Kendi deyimiyle ‘’ Paris’te yalnız olmak kötü bir şeydir.’’



  İkinci Paris, İlhan için hiç de umduğu gibi olmamıştı. Nazım Hikmet Rusya’daydı. Paris’deki eski çevresiyle bağı kopmuştu. Üstelik memlekette tevfikat patlak vermişti. İlhan Türkiye’ye dönmeye karar verir. Maria Missakian’ı da ülkeye getirmeyi düşünür ancak pasaportu olmadığı için o Londra’ya İlhan İstanbul’a döner. Marsiya’dan vapura binerler. 

  • İstanbul’a  dönüş 



  İlhan Türkiye’ye ayak basar ancak polisler de onu beklemektedir. Otuz altı saat tutarlar Attila İlhan’ı ve salıverirler ardından. Kaptan’ın aklında sürekli Maria Missakian’ı yanına almak var ancak bunun nasıl olacağını da bir türlü kestiremiyordur. Sürekli mektuplaşırlar. İlhan soruyor soruşturuyor nihayet bir adamla bir yolunu bulmaya çalışıyorlar. Gerekirse evlenmeyi bile kafaya koymuş İlhan Maria’yla ancak görüştüğü kişiler bunun gerçekleşmesinin imkansız olduğunu, ikisinin de ayrı hayatlara devam etmeleri gerektiğini anlatıp duruyorlar. İkna oluyor çaresiz İlhan, ve o meşhur Maria Missakian şiiri doğuyor Yüksek kaldırım’ı çıkarken. Mektuplar devam ediyor, İlhan durumu anlatıyor kısaca ve zamanla mektuplar seyrekleşiyor. Sonunda uzun süre haber alamıyor İlhan Maria’dan. Arkadaşı Mırc vasıtasıyla evlendiğini öğreniyor Maria’nın serseri mizaçlı bir müzisyenle. Çocukları olduğunu ve mutsuzluktan alkolik olduğunu öğreniyor. Yağmur Kaçağı adlı şiir kitabı yayımlanınca İlhan’ın içindeki Maria Missakian sayfasını imzalayıp Maria’ya gönderiyor. Son irtibatları da böylece nihayete ermiş oluyor.
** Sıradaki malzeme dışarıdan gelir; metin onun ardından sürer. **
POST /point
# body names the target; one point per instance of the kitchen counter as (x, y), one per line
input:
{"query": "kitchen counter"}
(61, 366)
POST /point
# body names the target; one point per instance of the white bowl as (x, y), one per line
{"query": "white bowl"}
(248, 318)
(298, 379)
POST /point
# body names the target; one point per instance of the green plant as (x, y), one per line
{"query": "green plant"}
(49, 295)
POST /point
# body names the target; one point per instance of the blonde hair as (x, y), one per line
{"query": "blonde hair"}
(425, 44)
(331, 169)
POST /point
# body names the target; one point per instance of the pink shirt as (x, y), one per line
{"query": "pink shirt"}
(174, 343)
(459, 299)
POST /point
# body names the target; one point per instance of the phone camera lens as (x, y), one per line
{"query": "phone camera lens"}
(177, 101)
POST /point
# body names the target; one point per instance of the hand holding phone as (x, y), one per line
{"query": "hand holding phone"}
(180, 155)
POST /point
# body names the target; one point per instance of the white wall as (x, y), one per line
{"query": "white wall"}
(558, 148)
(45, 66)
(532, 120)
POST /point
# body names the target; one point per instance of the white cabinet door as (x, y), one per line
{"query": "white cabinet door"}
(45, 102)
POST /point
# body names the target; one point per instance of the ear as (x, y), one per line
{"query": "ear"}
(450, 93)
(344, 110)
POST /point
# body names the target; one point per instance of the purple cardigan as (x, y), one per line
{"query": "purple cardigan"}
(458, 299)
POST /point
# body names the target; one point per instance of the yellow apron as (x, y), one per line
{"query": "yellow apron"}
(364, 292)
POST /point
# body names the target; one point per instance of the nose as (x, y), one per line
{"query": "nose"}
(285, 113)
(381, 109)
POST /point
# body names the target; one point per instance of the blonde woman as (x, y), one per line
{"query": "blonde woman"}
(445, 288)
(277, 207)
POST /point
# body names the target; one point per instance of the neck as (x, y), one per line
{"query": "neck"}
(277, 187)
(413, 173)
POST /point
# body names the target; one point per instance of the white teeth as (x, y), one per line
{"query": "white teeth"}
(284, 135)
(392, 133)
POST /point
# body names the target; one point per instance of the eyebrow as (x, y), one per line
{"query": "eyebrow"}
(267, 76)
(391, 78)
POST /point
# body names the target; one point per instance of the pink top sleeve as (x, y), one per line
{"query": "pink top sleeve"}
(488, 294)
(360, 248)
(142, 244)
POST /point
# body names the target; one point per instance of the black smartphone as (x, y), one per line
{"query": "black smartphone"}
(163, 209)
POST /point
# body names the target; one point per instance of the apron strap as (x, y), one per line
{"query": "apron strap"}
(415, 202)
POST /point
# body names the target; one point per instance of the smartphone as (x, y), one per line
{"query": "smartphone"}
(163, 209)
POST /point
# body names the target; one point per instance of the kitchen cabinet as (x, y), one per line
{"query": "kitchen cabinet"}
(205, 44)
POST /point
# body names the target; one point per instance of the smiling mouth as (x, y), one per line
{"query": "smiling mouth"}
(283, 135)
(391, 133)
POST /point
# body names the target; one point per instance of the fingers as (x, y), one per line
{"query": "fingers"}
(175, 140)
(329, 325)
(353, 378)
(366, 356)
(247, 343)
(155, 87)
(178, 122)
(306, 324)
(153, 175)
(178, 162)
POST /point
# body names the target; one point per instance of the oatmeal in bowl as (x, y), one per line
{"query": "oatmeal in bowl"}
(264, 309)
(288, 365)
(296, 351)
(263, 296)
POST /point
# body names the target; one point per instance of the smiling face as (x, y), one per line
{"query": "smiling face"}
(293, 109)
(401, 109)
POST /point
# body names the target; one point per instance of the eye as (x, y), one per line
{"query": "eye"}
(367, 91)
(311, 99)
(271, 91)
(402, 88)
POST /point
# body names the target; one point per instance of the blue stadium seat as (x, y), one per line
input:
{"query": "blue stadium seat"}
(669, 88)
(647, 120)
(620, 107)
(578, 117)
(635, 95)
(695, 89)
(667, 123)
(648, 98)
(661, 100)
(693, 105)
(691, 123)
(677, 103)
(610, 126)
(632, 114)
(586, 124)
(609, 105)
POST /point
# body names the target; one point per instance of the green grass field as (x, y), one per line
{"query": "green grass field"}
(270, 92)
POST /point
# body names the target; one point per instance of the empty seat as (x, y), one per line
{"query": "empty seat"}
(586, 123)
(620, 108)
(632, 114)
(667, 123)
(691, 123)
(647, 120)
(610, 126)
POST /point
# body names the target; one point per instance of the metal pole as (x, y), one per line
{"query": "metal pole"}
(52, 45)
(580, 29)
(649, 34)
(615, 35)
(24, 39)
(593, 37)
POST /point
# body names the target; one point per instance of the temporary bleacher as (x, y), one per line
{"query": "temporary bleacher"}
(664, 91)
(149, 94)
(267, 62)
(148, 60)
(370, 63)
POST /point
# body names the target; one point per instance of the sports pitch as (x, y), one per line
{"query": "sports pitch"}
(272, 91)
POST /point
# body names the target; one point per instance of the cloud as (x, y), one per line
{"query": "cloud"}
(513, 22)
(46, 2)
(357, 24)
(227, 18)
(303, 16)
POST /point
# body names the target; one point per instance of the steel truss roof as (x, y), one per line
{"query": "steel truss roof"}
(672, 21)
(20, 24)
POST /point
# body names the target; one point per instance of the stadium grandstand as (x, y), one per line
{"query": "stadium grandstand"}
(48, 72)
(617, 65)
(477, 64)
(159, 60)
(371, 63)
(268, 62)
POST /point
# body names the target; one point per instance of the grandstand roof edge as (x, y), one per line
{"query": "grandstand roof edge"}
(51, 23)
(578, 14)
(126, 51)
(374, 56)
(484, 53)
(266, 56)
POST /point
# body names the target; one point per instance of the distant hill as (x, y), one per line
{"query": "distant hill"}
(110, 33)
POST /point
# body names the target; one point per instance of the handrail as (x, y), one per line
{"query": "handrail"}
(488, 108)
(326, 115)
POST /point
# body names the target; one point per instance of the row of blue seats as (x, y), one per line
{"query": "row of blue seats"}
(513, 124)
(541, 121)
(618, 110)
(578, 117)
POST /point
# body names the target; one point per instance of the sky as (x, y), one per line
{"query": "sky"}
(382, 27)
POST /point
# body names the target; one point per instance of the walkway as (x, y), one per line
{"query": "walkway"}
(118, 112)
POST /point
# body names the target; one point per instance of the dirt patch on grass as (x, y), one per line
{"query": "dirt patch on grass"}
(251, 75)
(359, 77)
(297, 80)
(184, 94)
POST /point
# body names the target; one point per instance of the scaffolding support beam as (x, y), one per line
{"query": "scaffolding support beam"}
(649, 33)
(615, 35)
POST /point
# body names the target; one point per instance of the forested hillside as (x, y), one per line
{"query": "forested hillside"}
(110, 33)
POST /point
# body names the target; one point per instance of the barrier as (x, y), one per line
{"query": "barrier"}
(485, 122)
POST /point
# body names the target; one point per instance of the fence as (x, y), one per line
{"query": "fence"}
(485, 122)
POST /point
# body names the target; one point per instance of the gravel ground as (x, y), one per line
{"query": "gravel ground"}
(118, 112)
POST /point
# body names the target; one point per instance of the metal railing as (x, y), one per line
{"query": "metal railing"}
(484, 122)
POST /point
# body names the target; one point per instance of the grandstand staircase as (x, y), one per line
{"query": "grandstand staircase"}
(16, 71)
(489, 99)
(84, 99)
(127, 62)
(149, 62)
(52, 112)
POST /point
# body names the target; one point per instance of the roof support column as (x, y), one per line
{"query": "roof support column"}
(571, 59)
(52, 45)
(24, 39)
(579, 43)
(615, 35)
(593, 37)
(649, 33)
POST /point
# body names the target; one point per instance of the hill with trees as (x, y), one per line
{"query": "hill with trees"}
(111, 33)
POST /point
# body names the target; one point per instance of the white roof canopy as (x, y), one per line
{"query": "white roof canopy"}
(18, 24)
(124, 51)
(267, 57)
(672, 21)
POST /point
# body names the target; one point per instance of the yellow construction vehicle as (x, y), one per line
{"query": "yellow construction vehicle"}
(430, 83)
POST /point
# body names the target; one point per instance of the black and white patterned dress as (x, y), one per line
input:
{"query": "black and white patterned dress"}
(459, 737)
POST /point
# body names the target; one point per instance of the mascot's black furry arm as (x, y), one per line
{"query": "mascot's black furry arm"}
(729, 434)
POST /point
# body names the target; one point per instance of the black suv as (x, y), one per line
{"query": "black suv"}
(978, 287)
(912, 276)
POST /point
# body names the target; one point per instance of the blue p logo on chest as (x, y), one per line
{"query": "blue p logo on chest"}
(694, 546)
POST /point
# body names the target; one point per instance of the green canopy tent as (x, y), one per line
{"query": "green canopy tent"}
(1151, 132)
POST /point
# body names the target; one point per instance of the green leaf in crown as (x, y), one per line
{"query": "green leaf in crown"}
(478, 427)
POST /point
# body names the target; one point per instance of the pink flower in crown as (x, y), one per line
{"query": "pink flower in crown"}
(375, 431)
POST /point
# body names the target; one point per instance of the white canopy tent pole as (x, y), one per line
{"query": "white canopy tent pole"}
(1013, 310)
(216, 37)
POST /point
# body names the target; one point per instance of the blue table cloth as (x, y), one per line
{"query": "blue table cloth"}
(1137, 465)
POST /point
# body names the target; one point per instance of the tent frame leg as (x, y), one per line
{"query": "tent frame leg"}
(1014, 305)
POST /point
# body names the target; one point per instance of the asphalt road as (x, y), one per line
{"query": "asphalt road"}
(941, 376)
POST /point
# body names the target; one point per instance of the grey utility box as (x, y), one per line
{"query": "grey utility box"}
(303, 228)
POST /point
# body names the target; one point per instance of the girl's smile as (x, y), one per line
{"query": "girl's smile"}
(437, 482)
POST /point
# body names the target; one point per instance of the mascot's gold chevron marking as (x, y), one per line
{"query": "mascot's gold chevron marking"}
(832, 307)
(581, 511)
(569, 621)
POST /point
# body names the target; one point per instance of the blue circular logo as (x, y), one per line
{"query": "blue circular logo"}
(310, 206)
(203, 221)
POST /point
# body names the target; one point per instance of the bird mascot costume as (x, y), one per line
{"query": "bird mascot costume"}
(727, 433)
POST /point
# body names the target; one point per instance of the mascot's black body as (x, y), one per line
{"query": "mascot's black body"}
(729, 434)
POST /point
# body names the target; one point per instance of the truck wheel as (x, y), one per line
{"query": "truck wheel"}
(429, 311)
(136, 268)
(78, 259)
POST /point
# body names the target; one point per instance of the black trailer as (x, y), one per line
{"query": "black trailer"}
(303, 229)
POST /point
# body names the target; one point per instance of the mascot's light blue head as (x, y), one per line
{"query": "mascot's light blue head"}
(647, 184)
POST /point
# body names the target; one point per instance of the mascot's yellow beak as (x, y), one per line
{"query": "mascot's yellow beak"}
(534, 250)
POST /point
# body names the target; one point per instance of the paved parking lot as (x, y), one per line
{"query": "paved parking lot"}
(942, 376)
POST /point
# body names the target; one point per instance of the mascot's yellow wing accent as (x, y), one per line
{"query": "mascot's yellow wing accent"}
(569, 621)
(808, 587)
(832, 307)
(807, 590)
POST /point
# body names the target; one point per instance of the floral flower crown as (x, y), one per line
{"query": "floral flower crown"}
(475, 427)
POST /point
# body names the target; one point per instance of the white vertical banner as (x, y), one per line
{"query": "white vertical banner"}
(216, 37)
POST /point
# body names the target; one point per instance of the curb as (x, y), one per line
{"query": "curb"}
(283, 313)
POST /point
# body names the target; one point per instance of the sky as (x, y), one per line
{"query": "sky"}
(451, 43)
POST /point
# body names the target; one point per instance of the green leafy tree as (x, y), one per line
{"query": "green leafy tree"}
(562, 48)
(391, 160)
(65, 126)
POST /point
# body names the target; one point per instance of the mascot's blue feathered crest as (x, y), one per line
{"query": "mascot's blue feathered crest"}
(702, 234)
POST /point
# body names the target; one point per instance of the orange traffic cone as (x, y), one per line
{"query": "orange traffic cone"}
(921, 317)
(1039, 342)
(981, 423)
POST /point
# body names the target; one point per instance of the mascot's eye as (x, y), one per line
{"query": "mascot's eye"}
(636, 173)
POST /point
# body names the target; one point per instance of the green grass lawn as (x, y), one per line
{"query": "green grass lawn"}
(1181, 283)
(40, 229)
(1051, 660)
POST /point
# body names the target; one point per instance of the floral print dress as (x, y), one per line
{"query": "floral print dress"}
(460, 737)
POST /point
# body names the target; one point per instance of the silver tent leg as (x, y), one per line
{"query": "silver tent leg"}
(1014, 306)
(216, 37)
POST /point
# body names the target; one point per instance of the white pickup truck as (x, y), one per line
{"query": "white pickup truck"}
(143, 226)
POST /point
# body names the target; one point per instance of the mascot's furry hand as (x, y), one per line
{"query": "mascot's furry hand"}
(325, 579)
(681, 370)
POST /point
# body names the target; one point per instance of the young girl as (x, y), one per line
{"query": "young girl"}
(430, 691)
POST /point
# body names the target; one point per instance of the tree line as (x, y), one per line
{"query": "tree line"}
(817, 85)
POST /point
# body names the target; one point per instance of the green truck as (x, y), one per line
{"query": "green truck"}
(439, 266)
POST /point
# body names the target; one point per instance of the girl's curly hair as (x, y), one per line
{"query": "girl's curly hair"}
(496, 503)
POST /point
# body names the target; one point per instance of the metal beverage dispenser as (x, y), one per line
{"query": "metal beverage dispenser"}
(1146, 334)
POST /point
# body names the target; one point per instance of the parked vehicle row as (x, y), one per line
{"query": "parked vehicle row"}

  Attila İlhan elindeki birçok yazıyı sağa sola gönderiyor. Yazıları Pazar Postası’nda çıkıyor ancak hala ne Varlık ne Yeditepe yayımlıyor kendisini. Yaşar Nabi kendisine ‘’ başıma iş alamam’’ diyordu. İlhan çeşitli dergilerde yazmaya devam ediyor. Salim Şengil’in Seçilmiş Hikayeler dergisine gönderiyor yazılarını. Salim Şengil yakinen ilgileniyor İlhan’la ve ondan ‘’ Sokaktaki Adamı ‘’ dinliyor ve nihayet basılıyordu roman. Duvar’dan sonraki ikinci kitabı İlhan’ın Sokaktaki Adam oluyor. Ardından Sisler Bulvarı ve Yağmur Kaçağı geliyordu. 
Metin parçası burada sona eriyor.